Cet ouvrage est très personnel, comme vos précédents d'ailleurs et le lecteur comprend tout de suite que la littérature vous porte et qu'elle a pour vous une vertu consolatrice. L'écriture est une thérapie pour vous ?
L’écriture des autres oui. Ces rencontres silencieuses qui traversent le temps et l’espace me « portent ». Je trouve très juste cette phrase de Nancy Huston : « On est des planètes lancées sur des trajectoires, absorbant et reflétant la lumière les unes des autres ». Les livres nous renvoient la « lumière » des autres. La littérature, la poésie surtout, me font du bien et m’expliquent souvent des choses importantes, plus vite et mieux que de longs traités. La littérature m’a été très utile aussi dans mon travail professionnel, qui n’a rien à voir. « Si je diffère de toi, loin de te léser je t’augmente », cette phrase de Saint Exupéry est très utile dans la gestion d’une équipe.
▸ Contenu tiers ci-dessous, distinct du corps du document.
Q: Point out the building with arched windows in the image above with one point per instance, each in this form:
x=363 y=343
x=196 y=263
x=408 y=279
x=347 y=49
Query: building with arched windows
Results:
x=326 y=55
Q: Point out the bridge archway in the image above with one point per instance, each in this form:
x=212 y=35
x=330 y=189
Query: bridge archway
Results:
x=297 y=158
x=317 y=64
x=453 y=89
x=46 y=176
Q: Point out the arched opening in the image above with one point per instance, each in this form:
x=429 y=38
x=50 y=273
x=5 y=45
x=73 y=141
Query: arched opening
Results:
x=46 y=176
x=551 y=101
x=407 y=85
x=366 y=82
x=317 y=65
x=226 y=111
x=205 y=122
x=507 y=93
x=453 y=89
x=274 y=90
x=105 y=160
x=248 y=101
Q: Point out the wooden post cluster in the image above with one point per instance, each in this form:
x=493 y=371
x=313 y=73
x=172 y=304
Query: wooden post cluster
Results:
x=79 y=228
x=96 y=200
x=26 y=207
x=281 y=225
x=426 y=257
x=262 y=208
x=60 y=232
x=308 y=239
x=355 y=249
Ces textes ont-ils été écrits au gré des circonstances de la vie et vous avez choisi de les regrouper et de les publier, un peu comme un acte de foi ?
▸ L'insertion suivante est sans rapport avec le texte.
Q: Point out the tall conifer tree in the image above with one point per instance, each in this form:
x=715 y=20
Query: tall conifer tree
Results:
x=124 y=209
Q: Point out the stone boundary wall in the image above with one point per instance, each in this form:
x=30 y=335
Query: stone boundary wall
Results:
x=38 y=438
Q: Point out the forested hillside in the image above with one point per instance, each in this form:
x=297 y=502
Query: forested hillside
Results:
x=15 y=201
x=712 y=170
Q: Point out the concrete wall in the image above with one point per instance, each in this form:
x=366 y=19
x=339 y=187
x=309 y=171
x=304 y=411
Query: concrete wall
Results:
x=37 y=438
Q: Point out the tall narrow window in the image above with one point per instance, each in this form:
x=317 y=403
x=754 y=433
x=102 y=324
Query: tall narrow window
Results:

Je les ai écrits « dans la marge », comme le titre l’indique, et à « voix basse ». C’est-à-dire sans prétention. Au fil des jours, du quotidien, si riche malgré ses apparences. Les sujets sont donc variés. C’est avec humilité que je les publie. Juste pour partager.
Pour vous l'art est salvateur. Vous adhérez à Dostoïevski pour qui "la beauté sauvera le monde" ?
La beauté « sauve » en tout cas les gens qui habitent le monde. La littérature est souvent prémonitoire. Cette phrase de Dostoïevski est maintenant prouvée par la science. Un rapport passionnant de l’Organisation mondiale de la santé le confirme.
Vous parlez du drame des parents dont l'enfant souffre d'une pathologie qui le rend dépendant et plus loin du souci que les parents se font au sujet de leurs enfants et que l'on se fait à son tour quand on devient parent. Pensez-vous que l'on ne peut "pardonner" à ses parents qu'en le devenant soi-même ?
A plusieurs reprises je parle des parents, cette fonction impossible et passionnante à la fois. Dans la première partie de votre question, vous évoquez un texte qui relate la vie impossible des parents d’enfants souffrant de pathologie invalidante à vie, dans un pays sans soutien institutionnel. Le titre de ce texte le résume je crois : « Riches et immortels ». Mais d’autres textes traitent aussi de la parentalité en général, pour dire combien il est merveilleux et étrange de mettre un enfant au monde.
Quand vous dites que l'on peut être "imperméable et sensible", est ce que vous prônez le détachement (qui n'est pas l'indifférence) ?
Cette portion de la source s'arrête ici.